CodePudding user response:
I think TypeScript reads:
let partOfSomeNums2 = [someNums2[1], someNums2[0]];
like
let partOfSomeNums2 = [0, 1];
In the second line: partOfSomeNums2
is a number[]
, just like the first line.
You can use:
let partOfSomeNums2 = [...someNums2.slice(1, 2), ...someNums2.slice(0, 1)];
Or:
let partOfSomeNums2: (0 | 1 | 2)[] = [someNums2[1], someNums2[0]];
I think your someWorkingFunction
in your playground works because the type 0 | 1 | 2
is directly extracted from an enum, in contrary of your not working code, where the value 0
is hard coded.
EDIT
I would use this solution: Playground
Using this type: type SmallNumber = 0 | 1 | 2;
And then, use this type in your mapping function:
const someNums2 = someObjects2.map((obj): SmallNumber =>
typeof obj.num === "undefined" ? 0 : obj.num
);
CodePudding user response:
This is a consequence of the difference between widening and non-widening literal types, as implemented in microsoft/TypeScript#11126. It's understandably confusing, because IntelliSense does not display these types any differently; it's an invisible attribute of the type. For example, you can't tell if a type displayed as 0 | 1 | 2
is widening or not.
Generally speaking, a literal type that only occurs in an expression (and not in a type) will automatically widen to its corresponding base primitive type (so 0
will become number
) when inferred in a place where the value could be reassigned (such as the element of a non-readonly
array or tuple). So for this:
const nums = ([] as { num?: 1 | 2 }[]).map(n => typeof n.num === "undefined" ? 0 : n.num)
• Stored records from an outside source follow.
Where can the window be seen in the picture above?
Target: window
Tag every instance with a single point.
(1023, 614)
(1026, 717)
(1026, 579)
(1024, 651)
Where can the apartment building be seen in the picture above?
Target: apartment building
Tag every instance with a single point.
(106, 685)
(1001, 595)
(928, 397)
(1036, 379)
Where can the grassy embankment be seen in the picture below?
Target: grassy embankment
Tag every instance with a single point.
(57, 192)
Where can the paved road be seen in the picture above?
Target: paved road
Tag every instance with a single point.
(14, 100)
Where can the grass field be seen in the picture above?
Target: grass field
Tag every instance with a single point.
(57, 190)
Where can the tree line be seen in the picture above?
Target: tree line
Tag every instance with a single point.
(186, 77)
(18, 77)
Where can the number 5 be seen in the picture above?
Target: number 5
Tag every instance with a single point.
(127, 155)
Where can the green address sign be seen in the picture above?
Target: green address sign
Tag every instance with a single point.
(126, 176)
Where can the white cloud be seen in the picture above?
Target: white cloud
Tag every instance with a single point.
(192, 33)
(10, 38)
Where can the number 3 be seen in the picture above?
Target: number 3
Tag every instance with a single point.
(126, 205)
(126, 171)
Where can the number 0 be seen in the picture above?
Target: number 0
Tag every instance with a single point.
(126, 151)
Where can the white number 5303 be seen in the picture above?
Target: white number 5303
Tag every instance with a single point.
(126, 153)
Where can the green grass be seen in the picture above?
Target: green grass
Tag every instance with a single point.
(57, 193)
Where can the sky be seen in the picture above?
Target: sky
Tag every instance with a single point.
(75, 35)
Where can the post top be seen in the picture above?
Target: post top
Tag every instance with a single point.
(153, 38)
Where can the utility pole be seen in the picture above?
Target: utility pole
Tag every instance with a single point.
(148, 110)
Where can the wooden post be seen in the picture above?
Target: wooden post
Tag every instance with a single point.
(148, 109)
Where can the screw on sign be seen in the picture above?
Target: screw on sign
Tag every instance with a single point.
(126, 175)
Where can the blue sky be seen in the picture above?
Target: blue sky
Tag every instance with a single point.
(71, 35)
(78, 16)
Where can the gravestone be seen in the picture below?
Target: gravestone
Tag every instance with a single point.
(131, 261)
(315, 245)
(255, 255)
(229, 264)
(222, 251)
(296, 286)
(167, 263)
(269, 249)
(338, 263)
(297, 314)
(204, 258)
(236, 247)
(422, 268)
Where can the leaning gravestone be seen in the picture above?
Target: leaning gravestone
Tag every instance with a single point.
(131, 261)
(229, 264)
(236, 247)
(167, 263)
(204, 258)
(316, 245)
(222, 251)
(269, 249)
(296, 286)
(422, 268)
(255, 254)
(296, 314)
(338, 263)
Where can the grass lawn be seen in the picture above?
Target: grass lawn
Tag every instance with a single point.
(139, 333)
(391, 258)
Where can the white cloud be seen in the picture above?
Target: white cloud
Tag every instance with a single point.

// const nums: (0 | 1 | 2)[]
The type of nums
is an array of widening literal types, because the type 0
comes from the expression 0
and the type 1 | 2
comes from the expression n.num
, but nowhere in that map()
method call are such types explicitly written as types. And so 0 | 1 | 2
widens to number
when inferred in a place that can be reassigned, such as an array literal:
let tuple = [nums[0], nums[1]];
// let tuple: number[]
On the other hand, a literal type that occurs explicitly in a type (not just an expression*) will not automatically widen in a similar situation. So for this:
const nums: (0 | 1 | 2)[] = [];
// const nums: (0 | 1 | 2)[];
The type of nums
is an array of non-widening literal types, because the type 0 | 1 | 2
comes from the type annotation for nums
. And so 0 | 1 | 2
does not widen to number
when inferred in a place that can be reassigned, such as an array literal:
let tuple = [nums[0], nums[1]];
// let tuple: (0 | 1 | 2)[];
If you want a widening literal type to become non-widening, you can add an explicit type somewhere as a hint. Like explicitly typing one of the values in the expression:
const nums = ([] as { num?: 1 | 2 }[]).map(n => typeof n.num === "undefined" ? 0 as 0 : n.num)
// const nums: (0 | 1 | 2)[]
let tuple = [nums[0], nums[1]];
// let tuple: (0 | 1 | 2)[];
or explicitly specifying the type parameter for the call to map()
const nums = ([] as { num?: 1 | 2 }[]).map<0 | 1 | 2>(n => typeof n.num === "undefined" ? 0 : n.num)
// const nums: (0 | 1 | 2)[]
let tuple = [nums[0], nums[1]];
// let tuple: (0 | 1 | 2)[];
or any of the methods discussed in this comment inside microsoft/TypeScript#12267.